Numbers
API Token Pair Generator
An API token pair generator creates matching public and secret key pairs that mirror the authentication patterns used by production services like Stripe, Twilio, and SendGrid. Each pair has a public key that identifies the client and a secret key that signs or authenticates requests — structure developers need constantly but rarely have good dummy data for. Set your own prefix (pk, api, pub, or pk_test_ to match Stripe's format exactly), choose token length, and generate up to dozens of pairs at once. At the default 32 characters, each token carries roughly 190 bits of alphanumeric entropy — enough to pass most validation regex in a real codebase without modification.
How to use
- Choose your options above
- Click Generate
- Copy your result
Detailed instructions
- Set the prefix field to match your system's naming convention, such as pk, api, or pk_test_.
- Adjust the token length to match your system's validation requirements — 32 is a safe default.
- Set the count to how many pairs you need, then click Generate to produce all pairs at once.
- Copy individual pairs or the full list and paste them into your config file, seed script, or documentation.
Use Cases
- •Populating a Postman environment with realistic pk/sk credential pairs before real keys are provisioned
- •Seeding a multi-tenant Postgres fixture with per-account token pairs for local integration tests
- •Building an API key management UI in Figma or Storybook with plausible-looking credentials in every field
- •Writing SDK documentation or README examples that show structurally correct public and secret key formats
- •Testing prefix and length validation regex in a Jest or Cypress suite without touching production secrets
Tips
- →Use pk_live_ and pk_test_ prefixes to generate separate fixture sets for production-mirror and test environments.
- →Set length to exactly match your regex validator so generated keys pass format checks without editing.
- →Generate 10+ pairs at once when seeding a multi-tenant database — each pair is independent and ready to assign.
- →Pair this with a .env template: generate keys here, paste them in, and commit the template without values.
- →Avoid length values below 24 characters — short keys look unrealistic and may fail minimum-entropy checks in auth libraries.
- →For SDK documentation, use a consistent prefix like pk_example_ to make it obvious these are not real credentials.
FAQ
what's the difference between a public key and a secret key in an API token pair
The public key identifies who is making a request and is safe to log or include in client-side code.
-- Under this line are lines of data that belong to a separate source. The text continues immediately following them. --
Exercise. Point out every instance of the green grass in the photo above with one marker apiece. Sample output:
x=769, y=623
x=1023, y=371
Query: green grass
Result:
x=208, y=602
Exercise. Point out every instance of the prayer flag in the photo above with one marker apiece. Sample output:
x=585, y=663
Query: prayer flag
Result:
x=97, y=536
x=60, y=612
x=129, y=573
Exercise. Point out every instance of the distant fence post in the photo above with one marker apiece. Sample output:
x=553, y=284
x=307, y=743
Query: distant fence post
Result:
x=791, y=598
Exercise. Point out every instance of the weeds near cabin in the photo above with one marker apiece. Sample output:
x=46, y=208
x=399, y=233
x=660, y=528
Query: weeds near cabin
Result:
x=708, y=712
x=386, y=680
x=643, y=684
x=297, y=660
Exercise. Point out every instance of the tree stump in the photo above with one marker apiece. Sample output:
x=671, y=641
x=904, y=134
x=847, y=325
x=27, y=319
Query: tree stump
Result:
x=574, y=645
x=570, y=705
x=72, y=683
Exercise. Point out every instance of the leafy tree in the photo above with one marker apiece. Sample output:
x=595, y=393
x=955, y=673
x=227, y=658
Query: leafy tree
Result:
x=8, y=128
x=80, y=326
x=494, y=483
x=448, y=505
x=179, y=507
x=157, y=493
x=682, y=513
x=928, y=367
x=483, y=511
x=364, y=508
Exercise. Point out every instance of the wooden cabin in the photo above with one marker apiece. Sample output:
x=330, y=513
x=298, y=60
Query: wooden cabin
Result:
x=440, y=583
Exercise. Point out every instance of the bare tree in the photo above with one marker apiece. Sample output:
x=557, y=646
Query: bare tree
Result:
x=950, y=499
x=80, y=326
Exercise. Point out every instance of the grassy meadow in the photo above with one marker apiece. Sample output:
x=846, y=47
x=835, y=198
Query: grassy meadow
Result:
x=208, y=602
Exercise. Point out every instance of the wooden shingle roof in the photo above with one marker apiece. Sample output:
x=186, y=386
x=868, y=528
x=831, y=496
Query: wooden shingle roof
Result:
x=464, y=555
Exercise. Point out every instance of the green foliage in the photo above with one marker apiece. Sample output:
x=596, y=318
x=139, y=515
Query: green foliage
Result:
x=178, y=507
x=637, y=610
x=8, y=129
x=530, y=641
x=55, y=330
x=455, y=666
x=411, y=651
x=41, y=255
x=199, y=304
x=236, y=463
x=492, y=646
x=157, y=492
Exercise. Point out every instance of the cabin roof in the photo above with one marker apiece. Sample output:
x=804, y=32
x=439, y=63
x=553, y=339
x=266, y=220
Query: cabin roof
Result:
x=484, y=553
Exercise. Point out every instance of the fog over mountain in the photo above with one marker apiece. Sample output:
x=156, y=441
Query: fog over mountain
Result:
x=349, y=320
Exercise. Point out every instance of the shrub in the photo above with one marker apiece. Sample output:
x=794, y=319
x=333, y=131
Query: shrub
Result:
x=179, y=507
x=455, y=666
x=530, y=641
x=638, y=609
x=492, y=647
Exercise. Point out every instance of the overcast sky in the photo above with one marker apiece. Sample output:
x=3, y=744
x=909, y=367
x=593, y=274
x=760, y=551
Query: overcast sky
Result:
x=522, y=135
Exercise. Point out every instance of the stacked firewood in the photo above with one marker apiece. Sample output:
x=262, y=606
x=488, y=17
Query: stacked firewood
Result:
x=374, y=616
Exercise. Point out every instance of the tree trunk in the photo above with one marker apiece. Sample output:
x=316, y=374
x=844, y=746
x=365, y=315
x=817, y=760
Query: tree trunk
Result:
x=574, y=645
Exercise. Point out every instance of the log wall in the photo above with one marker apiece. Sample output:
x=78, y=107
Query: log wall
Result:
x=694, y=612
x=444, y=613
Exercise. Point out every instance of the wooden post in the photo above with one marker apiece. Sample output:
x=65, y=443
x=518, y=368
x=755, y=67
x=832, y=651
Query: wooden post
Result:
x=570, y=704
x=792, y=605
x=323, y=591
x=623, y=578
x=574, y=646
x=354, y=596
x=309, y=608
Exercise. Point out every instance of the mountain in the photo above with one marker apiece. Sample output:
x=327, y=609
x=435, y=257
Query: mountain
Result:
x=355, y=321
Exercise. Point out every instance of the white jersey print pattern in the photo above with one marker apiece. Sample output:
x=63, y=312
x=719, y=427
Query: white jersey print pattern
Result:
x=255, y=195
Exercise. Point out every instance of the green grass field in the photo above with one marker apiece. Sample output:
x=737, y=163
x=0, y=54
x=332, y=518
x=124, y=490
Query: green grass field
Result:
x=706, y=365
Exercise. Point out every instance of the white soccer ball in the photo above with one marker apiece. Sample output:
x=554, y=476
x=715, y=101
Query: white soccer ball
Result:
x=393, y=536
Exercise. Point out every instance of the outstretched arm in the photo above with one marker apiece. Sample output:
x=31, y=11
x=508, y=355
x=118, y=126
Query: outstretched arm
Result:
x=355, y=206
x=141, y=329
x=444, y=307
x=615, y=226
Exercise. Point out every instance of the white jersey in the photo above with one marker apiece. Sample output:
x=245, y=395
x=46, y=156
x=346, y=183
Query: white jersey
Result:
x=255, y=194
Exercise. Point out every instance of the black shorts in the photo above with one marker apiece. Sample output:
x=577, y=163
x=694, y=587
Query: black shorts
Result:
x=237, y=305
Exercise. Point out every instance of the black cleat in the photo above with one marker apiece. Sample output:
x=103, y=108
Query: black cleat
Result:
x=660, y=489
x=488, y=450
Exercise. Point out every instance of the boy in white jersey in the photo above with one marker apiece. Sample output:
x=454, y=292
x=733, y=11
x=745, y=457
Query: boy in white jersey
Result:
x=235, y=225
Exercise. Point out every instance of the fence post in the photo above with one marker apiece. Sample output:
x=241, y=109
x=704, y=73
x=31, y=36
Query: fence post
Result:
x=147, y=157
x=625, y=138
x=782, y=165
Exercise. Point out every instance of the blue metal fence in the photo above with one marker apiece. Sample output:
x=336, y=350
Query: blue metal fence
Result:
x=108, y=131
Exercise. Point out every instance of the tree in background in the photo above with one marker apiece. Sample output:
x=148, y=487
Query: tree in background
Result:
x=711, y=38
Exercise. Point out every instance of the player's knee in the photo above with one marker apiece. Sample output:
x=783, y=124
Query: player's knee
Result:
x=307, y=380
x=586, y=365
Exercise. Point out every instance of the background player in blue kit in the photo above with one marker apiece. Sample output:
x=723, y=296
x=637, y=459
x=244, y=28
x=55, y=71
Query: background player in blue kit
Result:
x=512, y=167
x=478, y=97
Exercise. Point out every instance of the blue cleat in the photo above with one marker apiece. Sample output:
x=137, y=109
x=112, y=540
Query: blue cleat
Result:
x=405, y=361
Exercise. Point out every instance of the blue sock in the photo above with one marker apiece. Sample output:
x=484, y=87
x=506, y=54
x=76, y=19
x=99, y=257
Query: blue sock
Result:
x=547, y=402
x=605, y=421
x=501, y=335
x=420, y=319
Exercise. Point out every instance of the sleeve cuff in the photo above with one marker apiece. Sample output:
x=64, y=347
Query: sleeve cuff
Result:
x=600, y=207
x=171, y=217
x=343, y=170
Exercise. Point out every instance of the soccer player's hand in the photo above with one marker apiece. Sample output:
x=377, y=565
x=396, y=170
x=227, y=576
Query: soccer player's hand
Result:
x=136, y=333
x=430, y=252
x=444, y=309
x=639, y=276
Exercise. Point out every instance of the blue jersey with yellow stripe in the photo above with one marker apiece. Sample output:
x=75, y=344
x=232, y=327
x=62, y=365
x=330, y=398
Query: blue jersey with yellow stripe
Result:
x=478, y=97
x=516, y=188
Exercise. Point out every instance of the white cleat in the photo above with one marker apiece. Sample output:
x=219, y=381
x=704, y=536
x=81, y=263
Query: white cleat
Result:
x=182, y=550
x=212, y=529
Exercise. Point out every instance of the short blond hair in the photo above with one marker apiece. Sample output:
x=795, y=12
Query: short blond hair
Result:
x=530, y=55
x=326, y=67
The secret key authenticates the request and must stay server-side only — exposing it is equivalent to handing over full account access. Services like Stripe use distinct prefixes (pk_ vs sk_) so developers can tell the two apart at a glance, which is exactly what this generator replicates.
are these generated tokens safe to use in a production API
No. The generator uses a non-cryptographic random source, so tokens are suitable only for development, testing, documentation, and demos. For production, generate keys with a CSPRNG: Node.js crypto.randomBytes(), Python's secrets module, or an equivalent platform primitive. Never commit real secret keys to source control — use environment variables or a secrets manager like AWS Secrets Manager or Doppler.
what token length should I use for realistic mock api keys
The default 32 characters is a solid choice — alphanumeric tokens at that length carry roughly 190 bits of entropy, which exceeds NIST recommendations and passes most key-length validators unchanged. Use 48 or 64 characters if your codebase has stricter length checks, or if you want mock data that survives a real validation pipeline without any tweaking.
How should I store an API secret key?
Keep secret keys out of source code and client-side bundles — store them in environment variables or a dedicated secrets manager, restrict who can read them, and rotate them if exposed. The public key can be shared; the secret must not. The generator produces matched mock pairs for development and documentation; for real keys, generate them securely server-side and protect the secret half accordingly.
What does an API key authenticate?
An API key identifies and authenticates the application or account making a request, so the server knows who is calling and can apply permissions and rate limits — it authenticates the caller, not an individual end user (that is what user auth tokens are for). The generator creates realistic public/secret mock pairs so you can build and test that flow without provisioning real credentials.